Gopa Majumdar's translation is simple and keen. Short, staccato construction and exposition of ideas that meander through the pages with very little contrivance, are tellingly revealing of both the author's style and the translator's expertise.

my girlhood is manifestly conceived and fledged out in the native spring of Bangladesh. It oscillates back and forth between the evolution of an embryonic nation and the progress of a nascent childhood. Both brim over with the struggle to surmount and subdue damning vicissitude. The book abounds in the sights, sounds, flavours and smells of the warm, snoozing, serene life of a young girl. It impresses upon the reader the lingering warmth of pleasant reminisces that were dear to the parallel lives, the nation's as also Nasrin's.

The narrative is neither linear nor sequential. The writer flits in and out of reveries just as one rambles on about disconnected but distinct instances entrapped in memory, in no particular order or preference. These vivid images of awakening childhood and the stirrings of the little girl, simultaneously naïve and wanton, turn towards the unflinching gaze of the author, not for inspection, but for introspection.

Memories stored in my girlhood pull at the reader's heartstrings. Nasrin's insightful observation on her parents' relationship is sensitive. It speaks of two demoniac, fanatic dogmas, her father's obsession with education, and her mother's stubbornness regarding religion, being yoked together to cause agony to the child. These are sewn into ironic refrains, as 'cheera, muri, gur'. The oft-repeated line crawls across the landscape of the book, an indubitable reminder of the fact that basic needs are the same everywhere. And when 'cheera, muri, gur' turn out to be wealth, others in keeping, the irony comes full circle. It reports of the paradigms that were being thwarted callously at the time of war. This technique is akin to Yeats' use of symbols in Celtic poetry.

my girlhood speaks of the simplicity and natural delight in things that one is accustomed to right from childhood. These are the rightful staple of existence of every child. To rob one of these, is to nullify one's entity. The unwarranted, forced precocious ness bestowed upon the girl by ugly 'snakes' is just as deplorable as the bloody operatic of war being played out in the nation at large. The book's transferring gaze explores the social, religious, cultural ethos, and each is commented upon lavishly.
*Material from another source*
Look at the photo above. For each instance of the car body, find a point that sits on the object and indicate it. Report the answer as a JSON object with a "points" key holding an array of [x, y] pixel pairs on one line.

my girlhood is about the life of a country as much as it is about the life of a person. By the time one arrives at the denouement… "I continued to grow up", one has a feeling of emerging from a bleak, profound, heavy eon, where the drama of one excrutiating life has already been staged, where a lifetime of possibilities has already been addressed…
This remains the singular achievement of this prolific account; it affects the reader enormously.